Just sharing some photos for reference about installing Gino parts onto an Australian L700 Daihatsu Cuore. The rest of the Gino kit is straight forward, so this just focuses on the head lights. It took me a full solid 3 days getting it right because I more or less had to pioneer through it. There was help, tips and a few pics but hopefully I can highlight the major things here to save someone time in future.
A summary and lead up to the head light, you need to:
- set aside the head lights all-together, do this after the panels are mocked up first… trust me.
- trial fit front fenders and bonnet first, followed by the front bar,
- position components so it all looks neat, straight and that seam gaps are even… zip ties and tape is your friend.
- undo front bar again and
- bolt down fenders and drill extra holes to secure fenders; I used nutserts/rivnuts.
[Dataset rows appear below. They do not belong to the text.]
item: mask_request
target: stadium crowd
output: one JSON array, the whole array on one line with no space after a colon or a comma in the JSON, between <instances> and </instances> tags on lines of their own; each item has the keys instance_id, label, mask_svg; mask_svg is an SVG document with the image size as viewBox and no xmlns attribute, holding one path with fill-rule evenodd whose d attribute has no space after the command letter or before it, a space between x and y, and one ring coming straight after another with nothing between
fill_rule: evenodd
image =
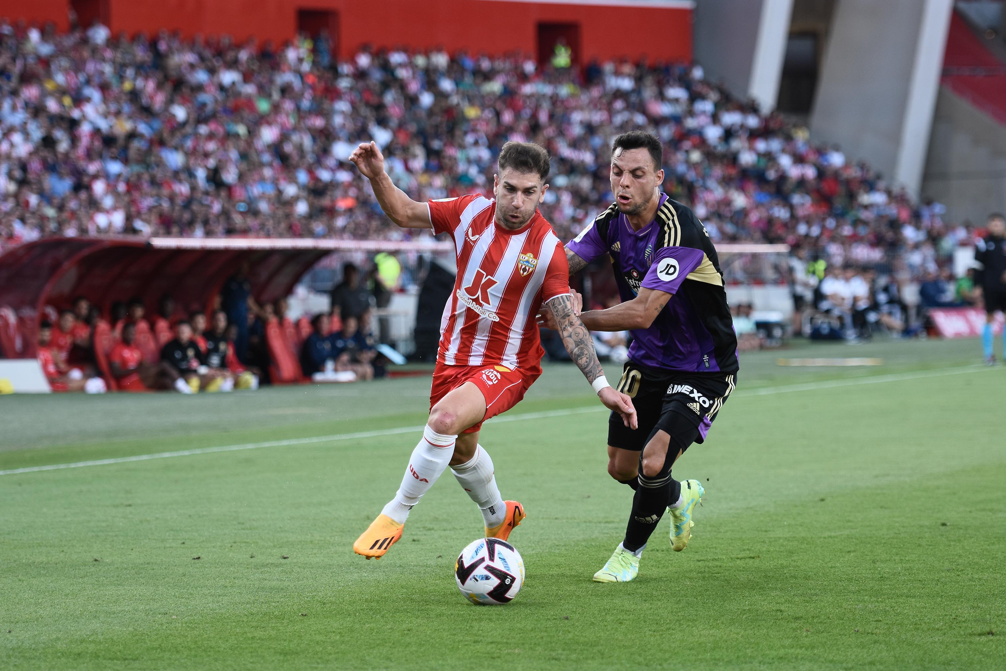
<instances>
[{"instance_id":1,"label":"stadium crowd","mask_svg":"<svg viewBox=\"0 0 1006 671\"><path fill-rule=\"evenodd\" d=\"M912 333L920 322L907 318L900 289L923 283L924 301L956 303L949 260L984 233L945 221L940 203L911 202L839 148L813 145L806 129L759 114L700 65L577 69L519 54L366 47L339 61L324 34L260 48L227 36L112 35L97 23L57 33L0 19L0 250L52 235L428 235L391 225L347 162L368 139L418 199L487 191L503 142L541 144L553 157L541 209L568 239L611 202L610 140L636 128L661 138L665 190L716 242L791 245L794 326L805 333L810 312L850 338ZM254 350L268 311L279 310L231 298L231 348ZM347 360L335 343L355 317L298 332L300 374L371 374L369 354ZM624 347L605 345L616 356ZM53 365L69 374L58 357ZM161 371L146 382L163 385L170 375ZM258 372L268 377L269 365ZM237 377L201 375L200 385Z\"/></svg>"},{"instance_id":2,"label":"stadium crowd","mask_svg":"<svg viewBox=\"0 0 1006 671\"><path fill-rule=\"evenodd\" d=\"M509 139L553 156L542 207L560 236L612 200L608 145L653 129L665 189L716 241L787 242L831 266L923 278L968 225L912 203L804 128L763 116L700 66L443 51L333 58L300 36L56 33L0 22L0 239L43 235L400 237L346 161L373 139L414 197L491 186ZM425 233L420 233L425 234Z\"/></svg>"}]
</instances>

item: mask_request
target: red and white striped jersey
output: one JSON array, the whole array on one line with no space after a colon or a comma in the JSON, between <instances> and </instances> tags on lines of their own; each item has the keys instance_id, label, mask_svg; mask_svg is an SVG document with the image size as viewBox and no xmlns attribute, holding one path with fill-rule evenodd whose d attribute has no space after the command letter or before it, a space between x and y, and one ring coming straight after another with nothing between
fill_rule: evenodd
<instances>
[{"instance_id":1,"label":"red and white striped jersey","mask_svg":"<svg viewBox=\"0 0 1006 671\"><path fill-rule=\"evenodd\" d=\"M535 315L542 303L569 293L569 266L551 225L535 211L523 228L508 230L494 220L496 201L481 195L429 205L434 232L451 233L458 255L437 360L540 370Z\"/></svg>"}]
</instances>

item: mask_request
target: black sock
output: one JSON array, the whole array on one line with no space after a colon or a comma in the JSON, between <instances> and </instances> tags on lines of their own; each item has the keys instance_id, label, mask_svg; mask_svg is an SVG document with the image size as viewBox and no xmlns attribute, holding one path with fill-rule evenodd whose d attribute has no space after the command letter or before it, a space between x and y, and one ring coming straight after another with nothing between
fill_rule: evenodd
<instances>
[{"instance_id":1,"label":"black sock","mask_svg":"<svg viewBox=\"0 0 1006 671\"><path fill-rule=\"evenodd\" d=\"M674 484L671 486L671 495L667 499L667 507L673 506L681 498L681 483L677 480L671 480L671 482Z\"/></svg>"},{"instance_id":2,"label":"black sock","mask_svg":"<svg viewBox=\"0 0 1006 671\"><path fill-rule=\"evenodd\" d=\"M632 513L629 515L629 525L626 527L626 537L622 541L622 547L635 552L646 545L660 518L664 516L664 511L667 510L667 501L675 485L678 486L680 493L681 485L671 478L670 469L666 473L662 469L661 473L652 478L643 475L640 469L639 487L632 500Z\"/></svg>"},{"instance_id":3,"label":"black sock","mask_svg":"<svg viewBox=\"0 0 1006 671\"><path fill-rule=\"evenodd\" d=\"M637 478L629 478L628 480L619 480L623 485L629 485L632 487L632 491L639 489L639 480ZM677 501L677 499L675 499Z\"/></svg>"}]
</instances>

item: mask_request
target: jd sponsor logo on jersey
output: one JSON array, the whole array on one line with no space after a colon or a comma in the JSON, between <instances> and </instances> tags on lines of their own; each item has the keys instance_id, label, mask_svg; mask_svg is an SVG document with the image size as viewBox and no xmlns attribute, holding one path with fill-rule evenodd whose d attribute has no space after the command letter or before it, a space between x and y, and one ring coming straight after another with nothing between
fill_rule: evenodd
<instances>
[{"instance_id":1,"label":"jd sponsor logo on jersey","mask_svg":"<svg viewBox=\"0 0 1006 671\"><path fill-rule=\"evenodd\" d=\"M657 277L664 282L670 282L678 277L678 270L677 259L663 259L657 266Z\"/></svg>"},{"instance_id":2,"label":"jd sponsor logo on jersey","mask_svg":"<svg viewBox=\"0 0 1006 671\"><path fill-rule=\"evenodd\" d=\"M639 286L643 283L643 276L635 268L630 270L625 274L626 282L629 283L629 289L632 289L633 294L639 294Z\"/></svg>"},{"instance_id":3,"label":"jd sponsor logo on jersey","mask_svg":"<svg viewBox=\"0 0 1006 671\"><path fill-rule=\"evenodd\" d=\"M534 267L538 265L538 260L528 251L517 257L517 267L520 269L520 277L526 278L534 272Z\"/></svg>"},{"instance_id":4,"label":"jd sponsor logo on jersey","mask_svg":"<svg viewBox=\"0 0 1006 671\"><path fill-rule=\"evenodd\" d=\"M482 317L498 322L499 315L485 307L489 305L489 290L497 284L499 283L493 276L486 275L486 272L480 268L475 272L472 284L465 289L458 290L458 300Z\"/></svg>"},{"instance_id":5,"label":"jd sponsor logo on jersey","mask_svg":"<svg viewBox=\"0 0 1006 671\"><path fill-rule=\"evenodd\" d=\"M694 398L695 400L698 401L699 405L701 405L702 407L709 407L710 405L712 405L711 400L709 400L701 393L699 393L698 389L693 389L688 384L672 384L671 386L667 387L668 395L672 395L675 393L683 393L687 395L689 398Z\"/></svg>"}]
</instances>

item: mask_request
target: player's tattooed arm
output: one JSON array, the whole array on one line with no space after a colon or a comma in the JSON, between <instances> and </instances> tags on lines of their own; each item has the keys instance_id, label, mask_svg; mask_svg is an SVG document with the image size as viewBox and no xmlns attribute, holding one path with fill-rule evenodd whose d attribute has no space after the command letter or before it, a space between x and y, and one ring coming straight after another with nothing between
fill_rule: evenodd
<instances>
[{"instance_id":1,"label":"player's tattooed arm","mask_svg":"<svg viewBox=\"0 0 1006 671\"><path fill-rule=\"evenodd\" d=\"M644 288L631 301L607 310L589 310L580 319L592 331L648 329L670 300L671 294L667 292Z\"/></svg>"},{"instance_id":2,"label":"player's tattooed arm","mask_svg":"<svg viewBox=\"0 0 1006 671\"><path fill-rule=\"evenodd\" d=\"M594 351L591 332L573 312L572 296L569 294L556 296L548 302L548 309L555 319L558 332L562 335L562 344L565 345L570 358L586 377L586 381L595 386L595 380L604 378L605 370L598 361L598 353ZM605 379L601 379L595 388L598 391L598 398L605 407L618 412L626 427L633 430L639 427L632 398L616 390Z\"/></svg>"},{"instance_id":3,"label":"player's tattooed arm","mask_svg":"<svg viewBox=\"0 0 1006 671\"><path fill-rule=\"evenodd\" d=\"M573 254L569 247L563 247L566 251L566 262L569 264L569 275L576 275L584 268L586 268L586 262L580 259L578 256Z\"/></svg>"},{"instance_id":4,"label":"player's tattooed arm","mask_svg":"<svg viewBox=\"0 0 1006 671\"><path fill-rule=\"evenodd\" d=\"M562 337L562 345L569 352L569 358L580 369L586 381L594 383L605 374L594 350L594 339L583 322L573 312L572 296L562 294L548 302L548 308L555 318L557 331Z\"/></svg>"}]
</instances>

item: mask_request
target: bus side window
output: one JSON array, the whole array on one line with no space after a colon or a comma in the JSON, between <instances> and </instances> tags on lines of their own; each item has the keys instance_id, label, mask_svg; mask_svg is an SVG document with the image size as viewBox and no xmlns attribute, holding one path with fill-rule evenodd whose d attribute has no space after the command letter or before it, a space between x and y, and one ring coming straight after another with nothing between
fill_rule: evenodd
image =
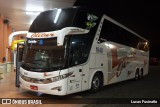
<instances>
[{"instance_id":1,"label":"bus side window","mask_svg":"<svg viewBox=\"0 0 160 107\"><path fill-rule=\"evenodd\" d=\"M74 66L81 63L81 42L72 41L70 50L69 65Z\"/></svg>"}]
</instances>

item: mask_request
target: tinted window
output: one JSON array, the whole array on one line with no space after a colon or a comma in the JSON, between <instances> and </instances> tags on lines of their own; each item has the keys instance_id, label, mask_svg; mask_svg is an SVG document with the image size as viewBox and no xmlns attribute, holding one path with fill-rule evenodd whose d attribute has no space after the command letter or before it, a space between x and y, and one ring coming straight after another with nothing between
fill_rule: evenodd
<instances>
[{"instance_id":1,"label":"tinted window","mask_svg":"<svg viewBox=\"0 0 160 107\"><path fill-rule=\"evenodd\" d=\"M104 20L99 38L100 42L104 42L101 38L144 51L148 51L149 49L147 41L108 20Z\"/></svg>"},{"instance_id":2,"label":"tinted window","mask_svg":"<svg viewBox=\"0 0 160 107\"><path fill-rule=\"evenodd\" d=\"M70 41L69 66L85 63L88 59L92 39L89 35L72 35Z\"/></svg>"},{"instance_id":3,"label":"tinted window","mask_svg":"<svg viewBox=\"0 0 160 107\"><path fill-rule=\"evenodd\" d=\"M76 8L54 9L42 12L32 23L29 32L48 32L72 25Z\"/></svg>"}]
</instances>

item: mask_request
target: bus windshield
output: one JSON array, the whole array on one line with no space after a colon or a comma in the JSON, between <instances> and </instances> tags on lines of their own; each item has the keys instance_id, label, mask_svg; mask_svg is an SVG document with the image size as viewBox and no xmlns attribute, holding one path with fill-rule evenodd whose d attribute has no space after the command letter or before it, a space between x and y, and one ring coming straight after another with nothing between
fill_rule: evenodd
<instances>
[{"instance_id":1,"label":"bus windshield","mask_svg":"<svg viewBox=\"0 0 160 107\"><path fill-rule=\"evenodd\" d=\"M59 70L65 65L65 47L57 46L57 38L27 39L22 67L30 71Z\"/></svg>"}]
</instances>

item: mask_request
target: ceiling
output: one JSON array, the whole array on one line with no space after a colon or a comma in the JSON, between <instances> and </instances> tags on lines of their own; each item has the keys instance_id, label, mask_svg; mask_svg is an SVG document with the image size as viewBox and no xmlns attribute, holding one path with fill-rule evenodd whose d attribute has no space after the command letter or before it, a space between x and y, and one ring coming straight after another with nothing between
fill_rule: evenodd
<instances>
[{"instance_id":1,"label":"ceiling","mask_svg":"<svg viewBox=\"0 0 160 107\"><path fill-rule=\"evenodd\" d=\"M27 31L42 11L73 6L75 0L0 0L0 14L15 31Z\"/></svg>"}]
</instances>

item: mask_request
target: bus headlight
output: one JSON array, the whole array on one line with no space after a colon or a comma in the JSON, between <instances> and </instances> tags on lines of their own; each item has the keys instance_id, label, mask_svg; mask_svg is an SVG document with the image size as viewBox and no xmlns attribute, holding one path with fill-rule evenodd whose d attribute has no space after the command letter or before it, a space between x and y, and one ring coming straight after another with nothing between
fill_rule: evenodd
<instances>
[{"instance_id":1,"label":"bus headlight","mask_svg":"<svg viewBox=\"0 0 160 107\"><path fill-rule=\"evenodd\" d=\"M56 82L56 81L65 79L65 78L69 77L69 76L72 75L72 74L73 74L73 72L69 72L69 73L66 73L66 74L63 74L63 75L59 75L59 76L56 76L56 77L52 77L52 78L50 78L50 81Z\"/></svg>"}]
</instances>

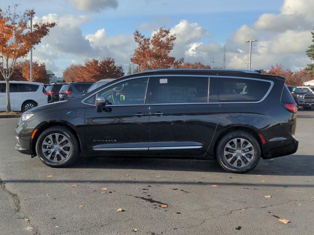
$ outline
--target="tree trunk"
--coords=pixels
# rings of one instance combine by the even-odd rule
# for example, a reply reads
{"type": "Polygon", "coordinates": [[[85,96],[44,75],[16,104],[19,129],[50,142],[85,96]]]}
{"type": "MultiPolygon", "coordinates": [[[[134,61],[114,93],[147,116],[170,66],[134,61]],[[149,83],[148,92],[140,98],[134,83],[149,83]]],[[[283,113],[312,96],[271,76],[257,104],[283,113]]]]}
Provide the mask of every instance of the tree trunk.
{"type": "Polygon", "coordinates": [[[11,112],[11,100],[10,100],[10,83],[5,79],[6,84],[6,112],[11,112]]]}

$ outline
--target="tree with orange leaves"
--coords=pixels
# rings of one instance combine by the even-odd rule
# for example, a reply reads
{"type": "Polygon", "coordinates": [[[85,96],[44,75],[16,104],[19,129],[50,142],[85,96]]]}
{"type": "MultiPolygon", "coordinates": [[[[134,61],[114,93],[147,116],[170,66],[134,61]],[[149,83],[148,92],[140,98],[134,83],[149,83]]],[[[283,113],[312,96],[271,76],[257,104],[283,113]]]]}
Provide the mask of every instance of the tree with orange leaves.
{"type": "Polygon", "coordinates": [[[209,65],[203,65],[201,62],[184,63],[182,65],[175,67],[175,69],[210,69],[209,65]]]}
{"type": "Polygon", "coordinates": [[[124,75],[122,67],[116,65],[114,60],[110,57],[101,61],[95,59],[86,60],[84,65],[71,65],[63,72],[63,77],[67,82],[97,82],[124,75]]]}
{"type": "Polygon", "coordinates": [[[138,65],[141,71],[179,66],[183,62],[183,58],[176,60],[169,55],[177,39],[170,33],[169,29],[161,27],[155,30],[151,38],[147,38],[135,31],[134,40],[138,46],[131,62],[138,65]]]}
{"type": "Polygon", "coordinates": [[[55,23],[40,22],[33,25],[30,32],[27,22],[35,14],[27,10],[22,15],[16,13],[17,5],[9,6],[5,11],[0,9],[0,72],[6,83],[6,111],[11,111],[9,81],[18,58],[26,56],[42,38],[47,35],[55,23]]]}

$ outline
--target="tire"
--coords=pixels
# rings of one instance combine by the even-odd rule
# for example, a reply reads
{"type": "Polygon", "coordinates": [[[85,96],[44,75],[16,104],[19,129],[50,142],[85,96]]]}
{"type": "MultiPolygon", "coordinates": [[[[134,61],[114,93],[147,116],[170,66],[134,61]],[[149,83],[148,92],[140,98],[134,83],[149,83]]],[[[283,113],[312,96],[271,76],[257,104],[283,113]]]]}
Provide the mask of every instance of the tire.
{"type": "Polygon", "coordinates": [[[22,111],[24,113],[30,109],[35,108],[36,106],[37,106],[37,104],[34,101],[32,101],[31,100],[25,101],[22,105],[22,111]]]}
{"type": "Polygon", "coordinates": [[[219,164],[225,170],[243,173],[248,172],[256,166],[261,158],[261,150],[260,143],[253,136],[245,131],[236,131],[222,137],[217,146],[216,153],[219,164]]]}
{"type": "Polygon", "coordinates": [[[62,126],[47,129],[40,134],[36,143],[37,156],[44,164],[52,167],[66,166],[74,163],[78,158],[78,148],[75,135],[62,126]]]}

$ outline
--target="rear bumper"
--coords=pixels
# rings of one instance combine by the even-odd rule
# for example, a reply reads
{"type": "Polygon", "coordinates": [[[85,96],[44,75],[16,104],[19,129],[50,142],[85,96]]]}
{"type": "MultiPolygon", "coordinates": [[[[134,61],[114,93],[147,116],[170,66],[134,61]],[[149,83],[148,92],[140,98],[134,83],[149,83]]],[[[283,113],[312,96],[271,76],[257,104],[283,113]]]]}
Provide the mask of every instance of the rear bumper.
{"type": "Polygon", "coordinates": [[[293,136],[289,140],[279,139],[278,141],[268,142],[264,148],[263,158],[268,159],[293,154],[298,150],[298,146],[299,141],[293,136]]]}

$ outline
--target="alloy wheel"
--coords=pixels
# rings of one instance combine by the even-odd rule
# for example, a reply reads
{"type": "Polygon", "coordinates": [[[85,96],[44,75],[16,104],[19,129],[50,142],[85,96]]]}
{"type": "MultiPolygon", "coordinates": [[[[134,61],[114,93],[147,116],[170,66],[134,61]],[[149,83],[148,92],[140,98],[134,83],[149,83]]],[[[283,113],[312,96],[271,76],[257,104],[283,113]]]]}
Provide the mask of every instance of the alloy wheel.
{"type": "Polygon", "coordinates": [[[71,142],[61,134],[53,133],[47,136],[42,144],[42,151],[45,157],[54,163],[65,160],[71,150],[71,142]]]}
{"type": "Polygon", "coordinates": [[[236,138],[229,141],[224,149],[224,157],[232,166],[241,168],[249,165],[254,158],[254,148],[246,140],[236,138]]]}

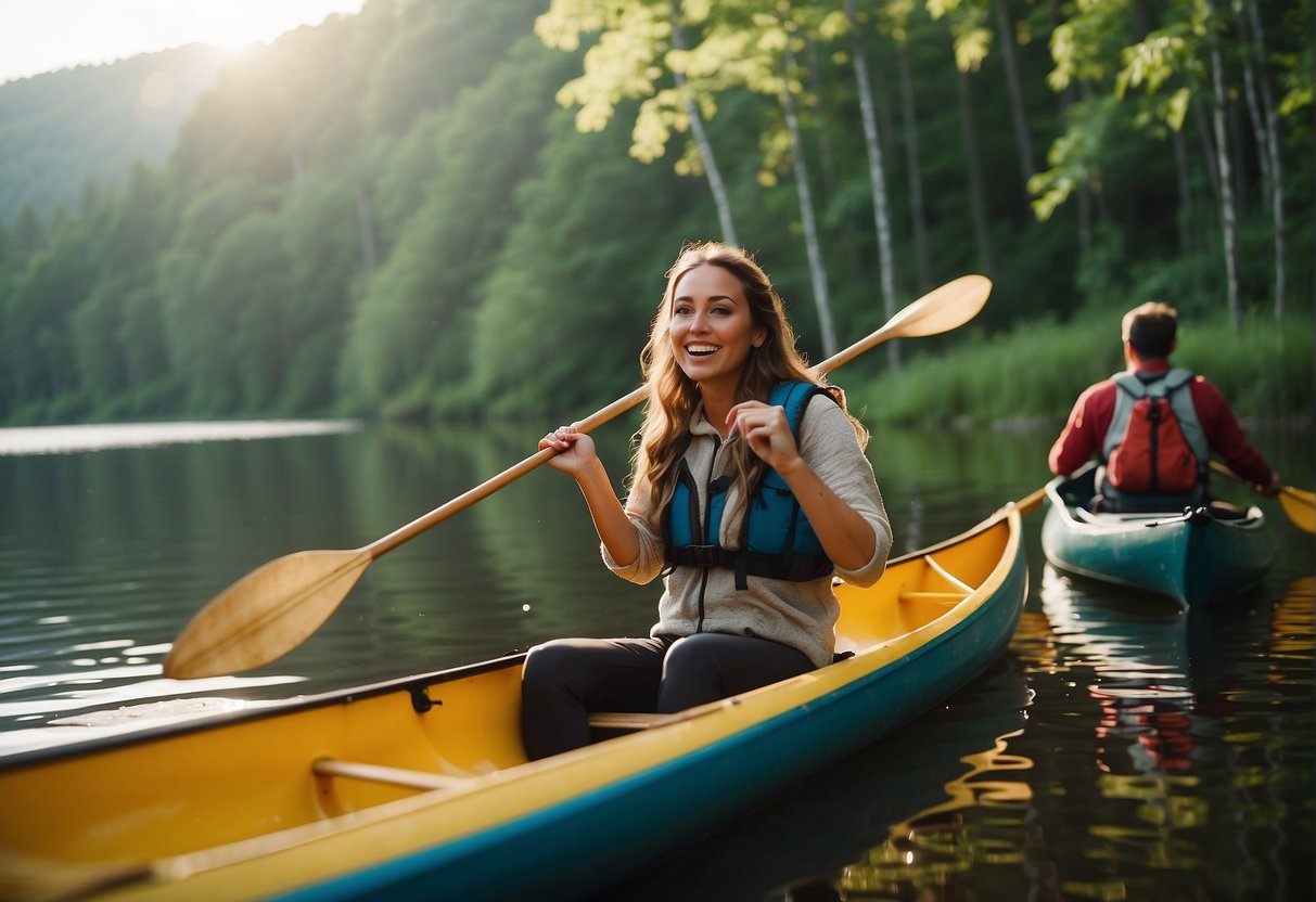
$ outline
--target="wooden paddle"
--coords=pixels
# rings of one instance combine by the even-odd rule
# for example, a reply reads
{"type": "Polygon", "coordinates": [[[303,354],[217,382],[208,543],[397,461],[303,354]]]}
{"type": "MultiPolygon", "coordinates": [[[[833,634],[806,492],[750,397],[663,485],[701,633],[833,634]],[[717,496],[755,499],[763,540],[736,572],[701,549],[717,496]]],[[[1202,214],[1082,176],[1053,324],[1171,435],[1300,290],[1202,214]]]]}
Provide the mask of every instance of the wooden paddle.
{"type": "MultiPolygon", "coordinates": [[[[961,276],[894,316],[882,329],[815,366],[816,377],[892,338],[937,335],[973,320],[987,302],[991,281],[961,276]]],[[[641,385],[580,422],[592,431],[640,404],[641,385]]],[[[164,659],[164,676],[191,680],[247,671],[296,648],[338,607],[370,564],[459,510],[519,480],[555,454],[544,448],[401,529],[351,551],[300,551],[251,571],[216,596],[183,629],[164,659]]]]}
{"type": "MultiPolygon", "coordinates": [[[[1252,485],[1252,483],[1225,467],[1219,460],[1211,462],[1211,471],[1220,473],[1221,476],[1227,476],[1236,483],[1249,487],[1252,485]]],[[[1294,526],[1304,533],[1316,531],[1316,494],[1312,494],[1305,489],[1295,489],[1292,485],[1284,485],[1279,489],[1279,506],[1284,509],[1286,514],[1288,514],[1288,519],[1294,526]]]]}

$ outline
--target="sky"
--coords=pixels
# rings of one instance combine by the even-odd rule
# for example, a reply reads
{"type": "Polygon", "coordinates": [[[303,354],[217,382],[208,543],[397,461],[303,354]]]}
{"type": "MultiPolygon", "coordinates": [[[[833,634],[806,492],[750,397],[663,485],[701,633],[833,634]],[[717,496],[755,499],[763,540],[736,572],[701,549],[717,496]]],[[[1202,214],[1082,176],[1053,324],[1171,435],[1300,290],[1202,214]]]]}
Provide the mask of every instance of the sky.
{"type": "Polygon", "coordinates": [[[268,43],[363,0],[0,0],[0,84],[184,43],[268,43]]]}

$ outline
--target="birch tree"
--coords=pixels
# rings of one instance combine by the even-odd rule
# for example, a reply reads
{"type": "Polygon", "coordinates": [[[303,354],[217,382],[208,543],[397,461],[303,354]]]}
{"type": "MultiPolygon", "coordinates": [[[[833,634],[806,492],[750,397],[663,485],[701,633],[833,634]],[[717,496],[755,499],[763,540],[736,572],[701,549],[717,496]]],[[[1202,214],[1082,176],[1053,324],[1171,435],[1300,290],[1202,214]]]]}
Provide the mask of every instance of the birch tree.
{"type": "MultiPolygon", "coordinates": [[[[859,114],[863,120],[863,146],[869,156],[869,183],[873,188],[873,225],[878,241],[878,275],[882,280],[882,309],[887,320],[896,313],[895,262],[891,252],[891,213],[887,204],[887,175],[882,162],[882,142],[878,135],[878,117],[873,103],[873,83],[869,80],[869,60],[863,51],[863,34],[854,0],[845,0],[845,16],[853,32],[854,82],[859,92],[859,114]]],[[[900,342],[891,342],[887,360],[892,368],[900,366],[900,342]]]]}

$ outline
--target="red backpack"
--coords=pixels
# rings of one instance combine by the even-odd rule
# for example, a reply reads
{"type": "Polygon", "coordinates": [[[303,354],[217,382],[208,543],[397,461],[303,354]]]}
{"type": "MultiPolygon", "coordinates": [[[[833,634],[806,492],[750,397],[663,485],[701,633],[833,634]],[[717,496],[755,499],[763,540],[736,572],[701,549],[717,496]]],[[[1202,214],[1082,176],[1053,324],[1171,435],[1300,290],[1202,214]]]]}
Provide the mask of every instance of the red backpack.
{"type": "MultiPolygon", "coordinates": [[[[1119,391],[1133,398],[1124,438],[1105,462],[1107,480],[1121,492],[1179,494],[1198,483],[1202,464],[1171,404],[1174,392],[1192,376],[1182,369],[1173,373],[1184,373],[1186,377],[1166,377],[1150,384],[1132,375],[1115,380],[1119,391]]],[[[1112,431],[1119,427],[1121,408],[1128,409],[1128,404],[1129,398],[1119,398],[1112,431]]],[[[1200,431],[1195,422],[1192,426],[1200,431]]]]}

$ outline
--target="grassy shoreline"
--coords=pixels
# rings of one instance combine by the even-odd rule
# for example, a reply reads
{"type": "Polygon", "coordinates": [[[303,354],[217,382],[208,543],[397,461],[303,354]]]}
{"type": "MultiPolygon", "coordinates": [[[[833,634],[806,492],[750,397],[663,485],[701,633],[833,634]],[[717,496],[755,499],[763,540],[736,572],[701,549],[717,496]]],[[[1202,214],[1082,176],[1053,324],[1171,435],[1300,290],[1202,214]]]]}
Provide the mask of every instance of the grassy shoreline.
{"type": "MultiPolygon", "coordinates": [[[[865,417],[874,423],[1058,431],[1079,392],[1123,369],[1121,316],[1090,309],[1066,323],[1049,318],[959,341],[911,355],[899,372],[883,371],[846,389],[869,402],[865,417]]],[[[1311,426],[1316,376],[1309,314],[1291,314],[1283,327],[1248,317],[1237,335],[1223,316],[1183,322],[1173,363],[1207,376],[1245,426],[1311,426]]]]}

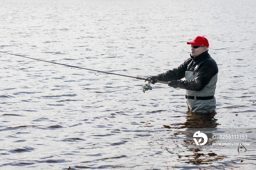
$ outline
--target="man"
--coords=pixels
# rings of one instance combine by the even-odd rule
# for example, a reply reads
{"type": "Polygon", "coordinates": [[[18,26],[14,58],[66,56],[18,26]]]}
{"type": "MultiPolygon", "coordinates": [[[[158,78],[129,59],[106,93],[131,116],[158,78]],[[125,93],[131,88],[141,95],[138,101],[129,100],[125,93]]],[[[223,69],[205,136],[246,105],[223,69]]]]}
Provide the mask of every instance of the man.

The focus is then on the next steps:
- slot part of the top support bar to clear the Gino head lights
- make bracket to support Gino head light lower lug
The above two steps are the trickiest and poorly documented prior. Here comes the photos now to aid.
This is the original car:
This is it finished with the front Gino body kit installed:
This photo shows that I trimmed the fender and where I put the bolt. Its a rivnut underneath. Similarly, its a rivnut installed under the headlights top lug to make it more convenient - although you could use nut and bolt here.
A closer view shows the slot cut out from the top support bar to clear the Gino’s head light structure. Some have said to bend it but I preferred grinding it away. It still leaves the original ‘nut’ should you need to revert back to OEM head lights.
This angle portrays the lower lug and the bracket which you must fabricate. This is the trickiest part. The reason is that slight movements as to where this lug is mounted, greatly affects the alignment of the entire head light. I traced it out of card board and made it out of aluminium. You’ll find that you’ll be installing the chrome garnish on and off along with front bar to get this bracket right. I had to make 3 before getting it perfect…
Closer up shot of the bracket. which is out of 5mm aluminium. Some people used flexible galvanised steel construction strips for ease but I wanted my bracket to be more solid and aluminium was more robust to work with.
This is the back view of the bracket. Notice Ive added an oval slot in there. This allows for adjustment of where the headlight points to assist in alignment ; both aesthetics and light direction.
This is a picture of the parts installed naked without the front bar on for reference. Both sides are the same process. I had to do up and undo the front bar, chrome garnishes and adjust the brackets several times before getting it right.
With parkers on (LEDS)
With dipped beam on (regular incandescent bulb)
Dont forget to align the lights after too. Note how the RHD slant is perfectly aligned, you can achieve this too if you spend the time in getting the brackets right so that the lights wont rattle and your alignment will be perfect.
Thanks to those who helped me with info and encouragement.
There could be other ways and this was just my approach.